Just then, our bellboy bicycled by us with a rickshaw. “Run, dude!” he shouted to my son.

Few things get the blood pumping like a rickshaw full of Midwesterners about to get ahead of you on line.

My husband and my son took off without a backward glance. My younger daughter asked, “Will you guys be all right?” and then raced after them.

When the walking wounded and her guilt-stricken mother arrived at the entrance to the park, the rest of the family was in back of a line already dozens deep. It didn’t look too bad, I suggested, panting.

“This is only the first line,” my husband said, grimly.

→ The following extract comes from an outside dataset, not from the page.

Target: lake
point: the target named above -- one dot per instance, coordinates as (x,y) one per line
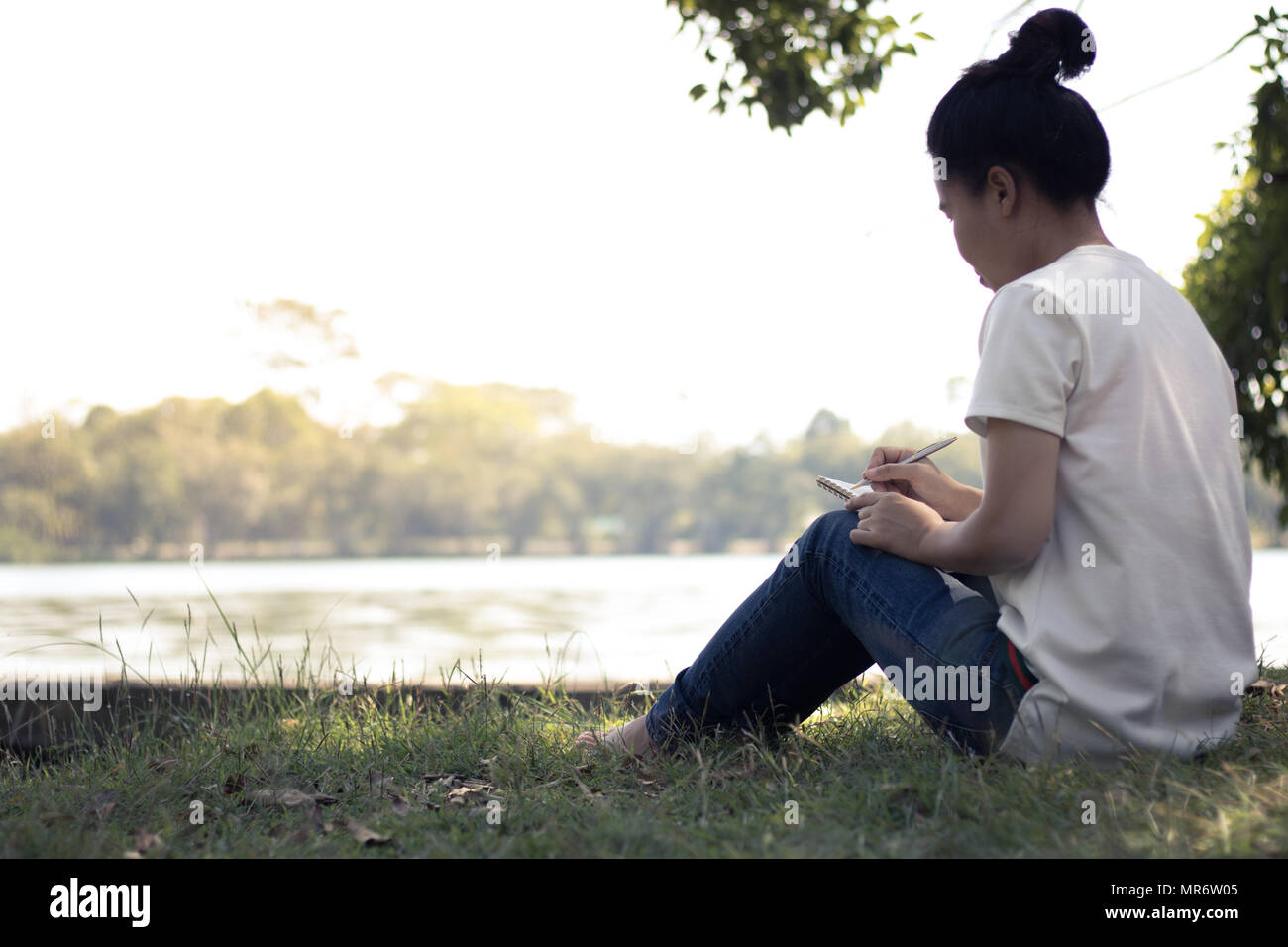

Once in the park, even Mono Girl broke into a run. The sun came up. Suddenly, Hogsmeade rose up before us, glistening, snow-capped, magical. Mouths agape, my children slowed to a stop.

“No marveling!” shouted my husband. “Focus!” he exhorted.

He swept his arm in an arc from behind him to his front, in the universal “Charge!” gesture. I heard someone shriek “We can come back! Hurry!”

Photo courtesy of Universal OrlandoIt was me. Having come this far, I was not about to let a few butterbeer signs and wand shops slow us down. Hogwarts loomed above us. When we got inside its cavernous walls, a group of tourists bottlenecked to our right.

“That’s the bag line, baby!” my husband shouted triumphantly. We fist-bumped.

I know. I can’t believe I told you that, either.

We waited only five minutes before getting on the ride. It was thrilling.

It was also 7:10 a.m.

I was too tired to scream.

When we got off, our children were beside themselves. Our oldest announced, “That was the most amazing thing that’s ever happened to me.”

And so we got on again. Because we could.